Le directeur n’eut nul besoin de consulter ses archives pour répondre.
— La première année, un journaliste du Los Angeles Times du nom de Joseph Wizan voulait absolument le rencontrer, mais Craig a toujours refusé de le voir. D’autres ont contacté Craig par l’intermédiaire de mon bureau, mais aucun d’entre eux n’a fait le déplacement : il disait non chaque fois. La seule personne qui lui ait rendu visite, et cela remonte à quelques mois à peine, c’est Tess Olsen. Vous savez, cette femme qui écrivait des polars et qui a été tuée à Washington il n’y a pas longtemps ? Kyle nous a étonnés. Il a accepté de la rencontrer. Elle est venue ici trois fois. Elle voulait écrire un bouquin sur lui, le nouveau De sang froid, à l’entendre.
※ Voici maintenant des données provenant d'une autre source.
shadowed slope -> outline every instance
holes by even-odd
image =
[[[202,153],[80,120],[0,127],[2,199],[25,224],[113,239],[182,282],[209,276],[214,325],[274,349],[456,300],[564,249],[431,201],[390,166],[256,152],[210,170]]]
— Vous lui avez donc parlé ?
— Oui, systématiquement. La première fois, on a dû discuter une bonne demi-heure.
— Comment l’avez-vous trouvée ? Quelle impression vous a-t-elle faite ?
Le directeur dodelina de la tête, comme s’il pesait ses mots. Puis, enfin, il lâcha :
— On aurait dit l’une de ses fans. Pour ne rien vous cacher, je me suis demandé s’il n’y avait pas eu quelque chose entre eux avant qu’il ne se fasse arrêter.